Giuseppe Verdi: Rigoletto • Opernhaus Zürich • Wiederaufnahme: 20.12.2025
(Premiere am 03.02.2013)
Es gibt noch Luft nach oben
Kurz vor den Feiertagen hat das Opernhaus Zürich Verdis «Rigoletto» wieder in den Spielplan aufgenommen. Der Eindruck der Wiederaufnahme ist sehr durchwachsen.

Foto © Toni Suter
Tatjana Gürbacas (Inszenierung) «Rigoletto» funktioniert weiterhin (mutmasslich) im Sinne seiner Schöpferin, ist dabei aber alles andere als werkdienlich oder gar werkgerecht. Das Einheitsbühnenbild (Bühnenbild und Lichtgestaltung: Klaus Grünberg) der leeren Bühne mit Riesentisch und Stühlen nivelliert jegliche der Geschichte inhärente Spannung und plafoniert die Erzählung zu einer mühsam werdenden Aneinanderreihung von musikalischen Nummern, die zudem noch durch die unvermeidliche Lärmigkeit der Inszenierung beeinträchtigt werden.

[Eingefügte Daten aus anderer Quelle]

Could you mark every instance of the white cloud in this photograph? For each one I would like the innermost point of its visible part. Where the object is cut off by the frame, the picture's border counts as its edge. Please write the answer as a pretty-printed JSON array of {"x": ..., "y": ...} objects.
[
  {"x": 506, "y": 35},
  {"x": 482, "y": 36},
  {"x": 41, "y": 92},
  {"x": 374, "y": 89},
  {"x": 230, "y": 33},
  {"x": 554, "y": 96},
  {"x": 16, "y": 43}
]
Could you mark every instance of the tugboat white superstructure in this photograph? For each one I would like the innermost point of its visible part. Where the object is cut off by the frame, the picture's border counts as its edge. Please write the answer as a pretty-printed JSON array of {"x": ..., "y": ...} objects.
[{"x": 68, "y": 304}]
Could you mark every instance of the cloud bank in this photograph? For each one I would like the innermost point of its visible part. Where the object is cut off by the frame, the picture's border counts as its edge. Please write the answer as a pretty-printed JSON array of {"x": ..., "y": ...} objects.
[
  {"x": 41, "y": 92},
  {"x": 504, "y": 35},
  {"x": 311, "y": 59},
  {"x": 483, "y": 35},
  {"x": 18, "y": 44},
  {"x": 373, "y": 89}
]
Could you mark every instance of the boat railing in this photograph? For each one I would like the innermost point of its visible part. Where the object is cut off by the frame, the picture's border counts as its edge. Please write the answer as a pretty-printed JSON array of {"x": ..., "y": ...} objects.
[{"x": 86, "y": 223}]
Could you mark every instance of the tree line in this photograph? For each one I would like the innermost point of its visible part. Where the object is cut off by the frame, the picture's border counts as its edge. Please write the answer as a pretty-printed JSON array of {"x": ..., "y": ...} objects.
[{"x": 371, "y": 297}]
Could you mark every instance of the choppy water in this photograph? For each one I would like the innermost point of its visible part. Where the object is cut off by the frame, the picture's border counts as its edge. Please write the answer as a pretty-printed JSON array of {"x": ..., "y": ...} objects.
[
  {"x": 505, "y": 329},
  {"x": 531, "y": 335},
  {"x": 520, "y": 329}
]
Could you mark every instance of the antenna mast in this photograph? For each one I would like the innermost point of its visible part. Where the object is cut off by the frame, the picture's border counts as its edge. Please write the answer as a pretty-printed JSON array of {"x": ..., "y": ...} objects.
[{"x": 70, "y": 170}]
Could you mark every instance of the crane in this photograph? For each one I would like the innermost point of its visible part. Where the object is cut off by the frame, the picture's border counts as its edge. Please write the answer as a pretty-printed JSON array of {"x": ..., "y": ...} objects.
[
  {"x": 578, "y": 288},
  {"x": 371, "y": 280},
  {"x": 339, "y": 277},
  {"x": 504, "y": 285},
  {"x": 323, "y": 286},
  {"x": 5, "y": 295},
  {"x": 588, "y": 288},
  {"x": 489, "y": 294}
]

Francesco Ivan Ciampa hat die musikalische Leitung des Abends inne und wählt teilweise recht gemächliche Tempi. Das Orchestervorspiel ist wenig akzentuiert und die Banda der Introduktion im Verhältnis zum Orchester deutlich zu laut. Im Laufe des Abends gewinnt die Gestaltung von Tempi und Lautstärke an Schlüssigkeit. Das Orchester der Oper Zürich präsentiert sich erneut in blendender, ja überragender Verfassung. Jede der Instrumentengruppen überzeugt mit frischem, virtuosem, höchst wohlklingendem Spiel. Mit der gleichen Spielfreude widmet sich der Chor der Oper Zürich (Einstudierung: Klaas-Jan de Groot) seiner Aufgabe.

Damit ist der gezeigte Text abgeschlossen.